Srabonti Narmeen Ali

It amazes me how religion can foster so much hatred. Instead of being a spiritual relationship between man and God, religion has become a "weapon of mass destruction" all over the world-- a fight to see which faith is stronger, whose God is more powerful, which religion is better, which can annihilate the other first. Throughout history we have seen the violence that is carried out in the name of religion. Starting from the crucifixion of Christ, to the Crusades, the Holocaust, the battles between Jews and Muslims in Palestine, the attacks on the twin towers on September 11th, the violence in India between Hindus and Muslims leading to bloody killings in Gujrat in 2002 and finally, more relevant to us, the brutality against Ahmadiyyas and the recent grenade attacks on an Awami League political rally on August 21st, all seem to stem from religious tensions and intolerance.

It is strange that religion has become such a loaded term. I used to believe that religion stood for spiritual guidance, discipline and hope. Being a child made me gullible, apparently. Now, I am more inclined to think that religion is a tool that is used by some to mobilise masses and emotionally blackmail people. For some leaders, religion is a political instrument that forces people to take sides and fight battles that don't necessarily need to be fought.

It is not religion, however, that has moved masses to kill and conquer. It is not religion itself that we should blame for these violent acts. It is not religion that we need to target to subjugate. It is fear. It is a fear that is ingrained in many people -- the fear of accepting differences in beliefs that may challenge our set mind-frames and lifestyles.

It is this fear of anything outside the comfortable mold that we have shaped for ourselves, which is dividing our country. Instead of fighting outside forces, we are killing our own people. What many people tend to forget, however, is that there are different ways of reaching the ultimate goal of spiritual one-ness with God and humanity. No matter what religion we are, we all share the same space and love for our country -- enough to reside in it and call it home. So basically, on a scale of one to ten, the Bangladeshi "umma" scores a zero on unity. We tend to forget the bigger picture -- that rather than fight about political and religious differences we should focus on tackling more important issues such as poverty, hunger and corruption.

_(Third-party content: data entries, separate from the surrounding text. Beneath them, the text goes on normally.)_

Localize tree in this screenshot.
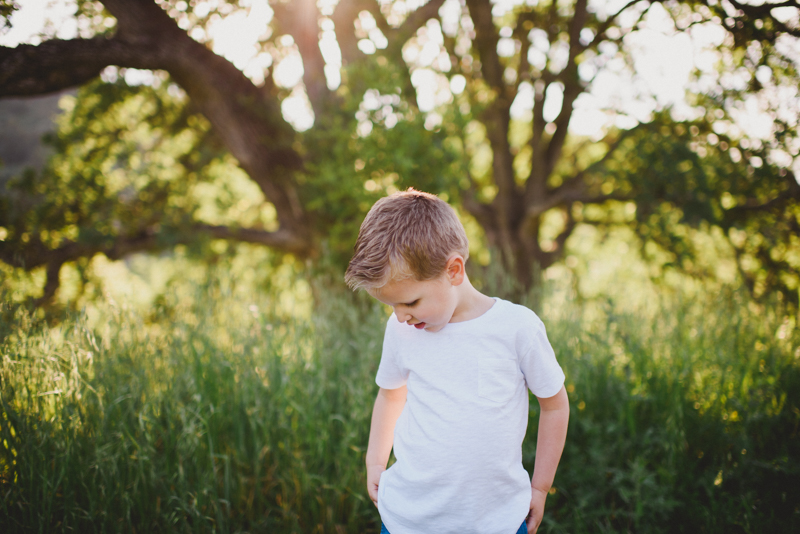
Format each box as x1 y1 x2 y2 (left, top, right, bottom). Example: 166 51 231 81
0 0 454 301
0 0 800 306
444 0 800 299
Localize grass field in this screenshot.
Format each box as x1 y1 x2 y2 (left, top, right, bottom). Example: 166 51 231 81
0 281 800 534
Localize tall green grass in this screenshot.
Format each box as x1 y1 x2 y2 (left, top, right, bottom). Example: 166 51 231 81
0 282 800 534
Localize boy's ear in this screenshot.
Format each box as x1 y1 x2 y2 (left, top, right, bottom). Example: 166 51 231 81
445 254 467 286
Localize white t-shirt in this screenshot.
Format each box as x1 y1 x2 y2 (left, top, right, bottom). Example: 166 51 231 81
375 299 564 534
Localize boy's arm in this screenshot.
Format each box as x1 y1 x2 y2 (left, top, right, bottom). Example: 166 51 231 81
528 386 569 534
367 386 408 506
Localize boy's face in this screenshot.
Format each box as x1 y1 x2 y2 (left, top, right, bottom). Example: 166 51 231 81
368 273 458 332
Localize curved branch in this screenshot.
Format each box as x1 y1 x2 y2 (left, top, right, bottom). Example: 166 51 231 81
0 0 312 252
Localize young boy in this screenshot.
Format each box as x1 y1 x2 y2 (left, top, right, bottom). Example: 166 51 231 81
345 189 569 534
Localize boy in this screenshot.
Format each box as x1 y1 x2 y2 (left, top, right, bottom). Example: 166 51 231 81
345 189 569 534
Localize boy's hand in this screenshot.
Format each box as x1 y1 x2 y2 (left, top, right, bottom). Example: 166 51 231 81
367 465 386 507
526 488 547 534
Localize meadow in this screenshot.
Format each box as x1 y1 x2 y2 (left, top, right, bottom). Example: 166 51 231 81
0 268 800 534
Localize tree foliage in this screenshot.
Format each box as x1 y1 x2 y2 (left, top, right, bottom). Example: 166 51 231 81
0 0 800 306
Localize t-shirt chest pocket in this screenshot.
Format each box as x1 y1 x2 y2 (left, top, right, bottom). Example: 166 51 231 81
478 360 519 402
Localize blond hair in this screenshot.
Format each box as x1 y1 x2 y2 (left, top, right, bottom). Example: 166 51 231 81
344 188 469 289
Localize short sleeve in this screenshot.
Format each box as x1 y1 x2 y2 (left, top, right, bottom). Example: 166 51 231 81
375 314 408 389
520 312 565 399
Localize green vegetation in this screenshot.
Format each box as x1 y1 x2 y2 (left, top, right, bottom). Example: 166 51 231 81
0 268 800 534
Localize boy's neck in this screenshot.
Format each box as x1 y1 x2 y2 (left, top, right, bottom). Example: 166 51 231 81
450 275 495 323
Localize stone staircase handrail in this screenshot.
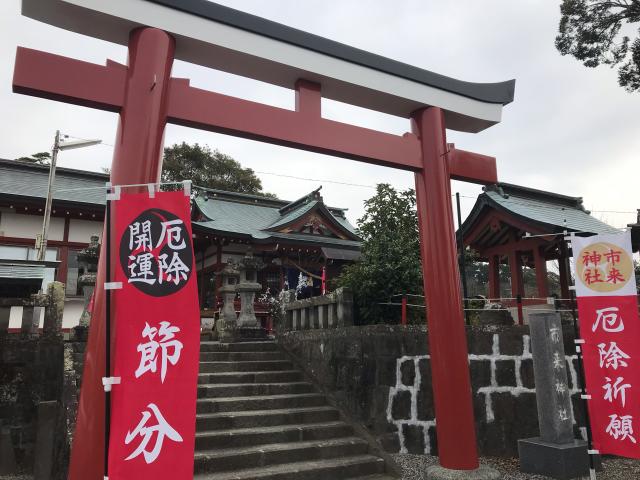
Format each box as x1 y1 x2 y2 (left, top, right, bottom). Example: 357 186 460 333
283 287 353 330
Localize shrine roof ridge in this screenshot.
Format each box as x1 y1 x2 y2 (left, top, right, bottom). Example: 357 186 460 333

The so-called bigger picture seems irrelevant when people are literally being blown to pieces -- and for what? For speaking their minds? For disagreeing with certain beliefs that other groups hold? For not being the same? For not thinking exactly like one another? I always thought Bangladesh was founded on the belief that religion alone cannot make a nation, which is why we separated from Pakistan in the first place. Why then, are we insisting on trying to homogenise our nation? Why are we violating our own civil rights? Why is power more important than innocent human lives? And why is this all being done in the name of Islam?

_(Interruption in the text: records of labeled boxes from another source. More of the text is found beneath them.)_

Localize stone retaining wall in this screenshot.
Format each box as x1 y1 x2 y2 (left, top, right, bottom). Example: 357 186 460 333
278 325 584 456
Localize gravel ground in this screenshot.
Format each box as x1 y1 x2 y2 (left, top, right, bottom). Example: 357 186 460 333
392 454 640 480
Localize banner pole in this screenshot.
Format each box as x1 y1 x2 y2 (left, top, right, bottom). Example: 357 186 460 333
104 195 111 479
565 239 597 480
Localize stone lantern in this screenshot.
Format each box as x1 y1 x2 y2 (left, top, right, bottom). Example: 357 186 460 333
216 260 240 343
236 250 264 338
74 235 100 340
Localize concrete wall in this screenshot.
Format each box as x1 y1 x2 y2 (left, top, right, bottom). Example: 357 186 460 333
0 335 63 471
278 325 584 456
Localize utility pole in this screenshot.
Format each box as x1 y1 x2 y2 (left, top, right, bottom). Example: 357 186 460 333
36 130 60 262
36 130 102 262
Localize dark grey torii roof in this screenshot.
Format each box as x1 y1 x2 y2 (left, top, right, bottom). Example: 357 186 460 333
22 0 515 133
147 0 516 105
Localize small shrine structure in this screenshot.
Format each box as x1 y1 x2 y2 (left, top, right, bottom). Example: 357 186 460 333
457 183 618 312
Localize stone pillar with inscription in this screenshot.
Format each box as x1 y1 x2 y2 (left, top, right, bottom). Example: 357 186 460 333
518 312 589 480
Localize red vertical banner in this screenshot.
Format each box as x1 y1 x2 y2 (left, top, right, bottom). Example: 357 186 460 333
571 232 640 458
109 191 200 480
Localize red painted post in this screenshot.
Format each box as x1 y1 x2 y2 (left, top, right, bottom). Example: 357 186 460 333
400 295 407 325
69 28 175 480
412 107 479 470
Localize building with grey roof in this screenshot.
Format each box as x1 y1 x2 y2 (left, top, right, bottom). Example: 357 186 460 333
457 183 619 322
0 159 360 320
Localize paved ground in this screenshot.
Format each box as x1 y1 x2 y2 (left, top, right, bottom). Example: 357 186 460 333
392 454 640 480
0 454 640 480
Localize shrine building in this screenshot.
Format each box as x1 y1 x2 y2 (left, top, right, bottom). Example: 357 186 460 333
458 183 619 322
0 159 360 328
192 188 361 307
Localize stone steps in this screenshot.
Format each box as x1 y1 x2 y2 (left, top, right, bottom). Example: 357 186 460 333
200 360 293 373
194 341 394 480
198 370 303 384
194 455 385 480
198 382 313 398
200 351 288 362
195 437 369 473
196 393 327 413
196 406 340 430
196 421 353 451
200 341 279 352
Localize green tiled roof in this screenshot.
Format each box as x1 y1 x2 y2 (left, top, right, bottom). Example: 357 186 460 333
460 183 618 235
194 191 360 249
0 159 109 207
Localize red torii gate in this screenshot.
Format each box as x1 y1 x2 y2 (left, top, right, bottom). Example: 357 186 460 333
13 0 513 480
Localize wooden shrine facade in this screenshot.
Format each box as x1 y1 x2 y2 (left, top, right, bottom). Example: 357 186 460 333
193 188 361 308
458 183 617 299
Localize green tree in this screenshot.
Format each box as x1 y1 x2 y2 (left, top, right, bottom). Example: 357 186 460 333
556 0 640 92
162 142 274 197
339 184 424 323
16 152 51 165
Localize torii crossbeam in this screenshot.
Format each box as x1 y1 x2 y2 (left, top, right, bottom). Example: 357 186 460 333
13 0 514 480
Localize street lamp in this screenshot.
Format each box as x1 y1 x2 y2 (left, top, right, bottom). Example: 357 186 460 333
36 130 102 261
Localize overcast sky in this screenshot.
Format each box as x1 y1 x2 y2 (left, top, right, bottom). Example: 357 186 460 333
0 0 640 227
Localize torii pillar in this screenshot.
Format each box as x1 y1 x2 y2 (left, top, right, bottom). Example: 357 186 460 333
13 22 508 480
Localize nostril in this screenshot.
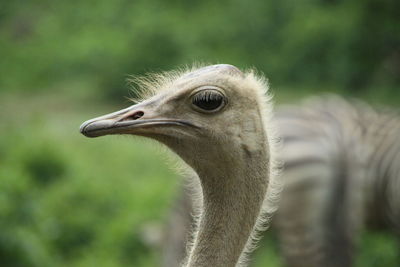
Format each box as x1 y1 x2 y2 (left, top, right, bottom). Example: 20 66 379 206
123 111 144 121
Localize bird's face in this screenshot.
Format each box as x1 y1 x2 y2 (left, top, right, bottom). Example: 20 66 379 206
80 65 263 172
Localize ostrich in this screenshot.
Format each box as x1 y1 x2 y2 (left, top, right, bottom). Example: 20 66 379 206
80 64 281 267
162 95 400 267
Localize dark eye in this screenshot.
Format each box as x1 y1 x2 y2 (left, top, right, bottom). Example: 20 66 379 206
192 90 225 112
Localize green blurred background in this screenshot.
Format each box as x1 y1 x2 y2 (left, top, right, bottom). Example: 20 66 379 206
0 0 400 267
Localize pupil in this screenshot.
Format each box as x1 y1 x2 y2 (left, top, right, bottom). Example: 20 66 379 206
193 96 222 110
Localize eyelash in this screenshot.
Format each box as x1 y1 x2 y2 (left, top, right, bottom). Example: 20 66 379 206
193 90 221 101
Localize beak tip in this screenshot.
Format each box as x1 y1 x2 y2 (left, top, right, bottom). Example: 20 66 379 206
79 120 93 137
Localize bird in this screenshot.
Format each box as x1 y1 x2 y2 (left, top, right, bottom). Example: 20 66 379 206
80 64 282 267
161 94 400 267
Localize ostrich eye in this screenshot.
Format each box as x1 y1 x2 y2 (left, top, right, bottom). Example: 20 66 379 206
192 89 225 112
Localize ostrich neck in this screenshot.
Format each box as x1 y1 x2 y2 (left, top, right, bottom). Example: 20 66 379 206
186 146 269 267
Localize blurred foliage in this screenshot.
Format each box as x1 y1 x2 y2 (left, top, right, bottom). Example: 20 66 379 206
0 0 400 102
0 0 400 267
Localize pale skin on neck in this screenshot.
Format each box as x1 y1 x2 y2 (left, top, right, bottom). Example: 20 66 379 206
81 65 272 267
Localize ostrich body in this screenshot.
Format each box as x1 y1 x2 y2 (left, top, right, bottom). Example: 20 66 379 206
80 65 280 267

Nothing, absolutely nothing, condones these grave acts of violence against innocent people. The Muslim response is usually that these acts are a reaction to the threat Islam is facing from global paranoia, which further feeds our fear and insecurities. However, not even the racial profiling against Muslims is an acceptable and viable excuse for the August massacre in Bangladesh -- or any terrorist killing, for that matter. Because this is a never-ending circle, a Russian roulette game of who fires the first shot and who makes the first move. The question is how many people will be sacrificed for this unworthy and misguided cause before we actually find peace and harmony among our own?